Pretty sure this was the hardest picture I’ve ever had to take.

This past Tuesday I was part of a “march against FARC,” a hastily organized protest in reaction to FARC’s execution of four Colombian soldiers during a failed rescue operation.* The soldiers had been captive in the jungle for nearly fourteen years and were found dead next to their chains, shot to the head. I joined thousands of people dressed in white as they made their way across the city center chanting for the end of the FARC, demanding that remaining kidnapping victims be freed, demanding peace.
These types of protests are common in Colombia, I remember them since I was a child, a sort of outlet for the collective outrage over a war no one knows how to fix. The mood was not somber. It was a sunny day, and people waved flags and sang along. But it was much harder for me than I had expected. A little girl walking next to me, about nine years old, clutched a yellowed picture of a woman holding an umbrella. Maybe her mom. Maybe an aunt. Tears came down her face, and when I finally gathered the courage to ask, I just got a number: eight. Eight years, “disappeared”. God, I don’t know how to deal with this. I cried the whole way.

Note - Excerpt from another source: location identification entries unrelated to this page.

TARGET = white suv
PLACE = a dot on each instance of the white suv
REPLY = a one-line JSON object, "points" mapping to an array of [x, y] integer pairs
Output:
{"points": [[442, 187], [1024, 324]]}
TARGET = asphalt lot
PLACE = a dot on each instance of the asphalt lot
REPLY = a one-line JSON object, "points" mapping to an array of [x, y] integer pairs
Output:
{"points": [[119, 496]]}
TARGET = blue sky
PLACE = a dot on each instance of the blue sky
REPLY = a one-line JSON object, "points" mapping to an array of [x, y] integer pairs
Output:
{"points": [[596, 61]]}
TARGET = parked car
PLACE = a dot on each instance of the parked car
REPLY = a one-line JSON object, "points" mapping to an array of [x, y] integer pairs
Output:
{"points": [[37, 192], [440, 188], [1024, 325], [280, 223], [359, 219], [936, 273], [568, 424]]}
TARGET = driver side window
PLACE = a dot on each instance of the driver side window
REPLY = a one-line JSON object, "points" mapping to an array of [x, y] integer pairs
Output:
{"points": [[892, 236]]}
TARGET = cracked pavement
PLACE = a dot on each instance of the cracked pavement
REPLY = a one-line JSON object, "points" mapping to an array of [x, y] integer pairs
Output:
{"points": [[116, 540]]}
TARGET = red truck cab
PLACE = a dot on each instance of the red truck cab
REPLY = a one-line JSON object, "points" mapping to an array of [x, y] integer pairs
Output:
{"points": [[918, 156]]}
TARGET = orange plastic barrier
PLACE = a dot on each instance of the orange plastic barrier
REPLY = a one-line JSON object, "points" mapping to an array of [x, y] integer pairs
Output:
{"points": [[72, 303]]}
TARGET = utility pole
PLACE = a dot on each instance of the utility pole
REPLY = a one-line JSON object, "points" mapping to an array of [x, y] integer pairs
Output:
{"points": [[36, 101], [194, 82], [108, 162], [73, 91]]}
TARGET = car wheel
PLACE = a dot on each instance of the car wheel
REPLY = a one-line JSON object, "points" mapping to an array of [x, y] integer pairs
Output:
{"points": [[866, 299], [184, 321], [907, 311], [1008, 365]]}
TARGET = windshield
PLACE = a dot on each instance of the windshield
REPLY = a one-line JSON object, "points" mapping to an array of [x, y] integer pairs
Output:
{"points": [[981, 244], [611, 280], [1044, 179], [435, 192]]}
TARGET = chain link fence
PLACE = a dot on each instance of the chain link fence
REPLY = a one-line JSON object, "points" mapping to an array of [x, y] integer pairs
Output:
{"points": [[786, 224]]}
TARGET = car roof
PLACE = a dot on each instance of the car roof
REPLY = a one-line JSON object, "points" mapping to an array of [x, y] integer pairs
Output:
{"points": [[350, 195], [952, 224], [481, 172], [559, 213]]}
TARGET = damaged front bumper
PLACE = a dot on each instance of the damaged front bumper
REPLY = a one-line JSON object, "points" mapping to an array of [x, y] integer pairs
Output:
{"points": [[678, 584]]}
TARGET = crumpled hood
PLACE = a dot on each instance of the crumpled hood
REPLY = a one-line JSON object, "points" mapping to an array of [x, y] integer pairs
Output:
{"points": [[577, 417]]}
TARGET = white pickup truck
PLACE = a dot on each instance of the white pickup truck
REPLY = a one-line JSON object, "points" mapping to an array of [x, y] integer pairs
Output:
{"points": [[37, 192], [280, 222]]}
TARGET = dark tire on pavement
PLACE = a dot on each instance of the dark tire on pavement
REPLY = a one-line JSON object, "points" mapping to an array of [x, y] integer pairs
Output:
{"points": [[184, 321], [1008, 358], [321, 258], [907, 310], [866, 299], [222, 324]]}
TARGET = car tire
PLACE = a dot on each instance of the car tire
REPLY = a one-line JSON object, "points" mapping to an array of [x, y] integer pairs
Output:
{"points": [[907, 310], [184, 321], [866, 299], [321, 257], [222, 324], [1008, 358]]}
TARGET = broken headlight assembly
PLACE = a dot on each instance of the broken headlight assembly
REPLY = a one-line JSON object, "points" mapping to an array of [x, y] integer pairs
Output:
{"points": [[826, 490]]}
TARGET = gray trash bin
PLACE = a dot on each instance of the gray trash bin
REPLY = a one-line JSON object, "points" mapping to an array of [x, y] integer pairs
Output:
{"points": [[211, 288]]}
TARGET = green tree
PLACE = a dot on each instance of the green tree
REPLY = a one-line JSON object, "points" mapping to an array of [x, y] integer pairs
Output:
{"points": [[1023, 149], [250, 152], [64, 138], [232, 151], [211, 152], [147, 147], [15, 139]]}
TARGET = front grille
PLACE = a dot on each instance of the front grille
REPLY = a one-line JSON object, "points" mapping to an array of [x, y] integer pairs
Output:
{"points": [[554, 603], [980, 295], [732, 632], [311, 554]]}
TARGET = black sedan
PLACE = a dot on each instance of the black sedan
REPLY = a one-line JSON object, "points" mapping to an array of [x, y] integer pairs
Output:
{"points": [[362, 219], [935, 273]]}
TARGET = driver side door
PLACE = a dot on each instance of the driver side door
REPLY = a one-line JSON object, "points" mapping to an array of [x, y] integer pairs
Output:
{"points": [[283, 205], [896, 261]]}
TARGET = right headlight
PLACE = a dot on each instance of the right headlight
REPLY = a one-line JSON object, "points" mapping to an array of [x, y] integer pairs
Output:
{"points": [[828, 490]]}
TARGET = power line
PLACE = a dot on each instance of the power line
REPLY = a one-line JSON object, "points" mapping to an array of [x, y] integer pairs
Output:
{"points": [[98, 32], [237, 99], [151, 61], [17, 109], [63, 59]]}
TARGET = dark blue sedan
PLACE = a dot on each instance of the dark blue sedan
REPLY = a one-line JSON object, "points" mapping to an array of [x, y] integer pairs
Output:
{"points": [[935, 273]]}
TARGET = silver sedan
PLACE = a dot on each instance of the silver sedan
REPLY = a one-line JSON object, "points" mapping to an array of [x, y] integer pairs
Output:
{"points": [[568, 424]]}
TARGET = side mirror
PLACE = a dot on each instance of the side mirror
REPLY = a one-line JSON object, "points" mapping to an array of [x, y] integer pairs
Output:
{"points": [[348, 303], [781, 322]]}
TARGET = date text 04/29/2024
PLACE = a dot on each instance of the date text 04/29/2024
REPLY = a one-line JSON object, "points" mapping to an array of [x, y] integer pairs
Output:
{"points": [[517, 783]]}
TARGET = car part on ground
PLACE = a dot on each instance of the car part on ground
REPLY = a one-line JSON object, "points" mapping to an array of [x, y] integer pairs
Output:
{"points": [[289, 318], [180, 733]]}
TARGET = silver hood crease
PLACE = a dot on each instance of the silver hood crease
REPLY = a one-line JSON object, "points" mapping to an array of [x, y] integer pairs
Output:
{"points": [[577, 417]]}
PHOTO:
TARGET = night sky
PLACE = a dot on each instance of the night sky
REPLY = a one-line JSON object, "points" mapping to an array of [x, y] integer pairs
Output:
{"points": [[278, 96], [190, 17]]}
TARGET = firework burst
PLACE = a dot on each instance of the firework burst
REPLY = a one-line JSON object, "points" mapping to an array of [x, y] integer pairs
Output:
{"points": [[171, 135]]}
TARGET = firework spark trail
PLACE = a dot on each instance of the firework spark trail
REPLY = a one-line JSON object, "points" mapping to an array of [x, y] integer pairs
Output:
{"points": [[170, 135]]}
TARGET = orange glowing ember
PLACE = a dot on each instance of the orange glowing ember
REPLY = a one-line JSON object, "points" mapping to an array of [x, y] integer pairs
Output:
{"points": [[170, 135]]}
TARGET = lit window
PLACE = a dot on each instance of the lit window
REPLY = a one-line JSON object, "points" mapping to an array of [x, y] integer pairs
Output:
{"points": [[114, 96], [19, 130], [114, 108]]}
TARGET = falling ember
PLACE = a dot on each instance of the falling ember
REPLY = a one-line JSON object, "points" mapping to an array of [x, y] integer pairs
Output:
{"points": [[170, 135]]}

It’s easier now, to forget we’re in the middle of a war. Ten years ago, before my family left Colombia, war was everywhere. My school bus had armed escorts. We never left the city because FARC roadblocks made it was too dangerous to travel by land. One of my classmates saw his grandmother kidnapped on Christmas eve, when guerrilleros just walked into their country house holding machine guns and tied everyone as they took her away. Today, the war has become more of an abstract concept. Something you see in the news. Something you argue about how to fix after two beers too many at family gatherings. But not for that little girl, and not for that old woman with the big picture of John Paul II. Not for millions of Colombians that still live it every day.
Tuesday’s march was a sobering reminder that our war is very much still here. We have a long way to go.

*There’s a big controversy about what was actually going on, the Army denies there was a rescue operation underway. Blame’s in the same place regardless, if you ask me.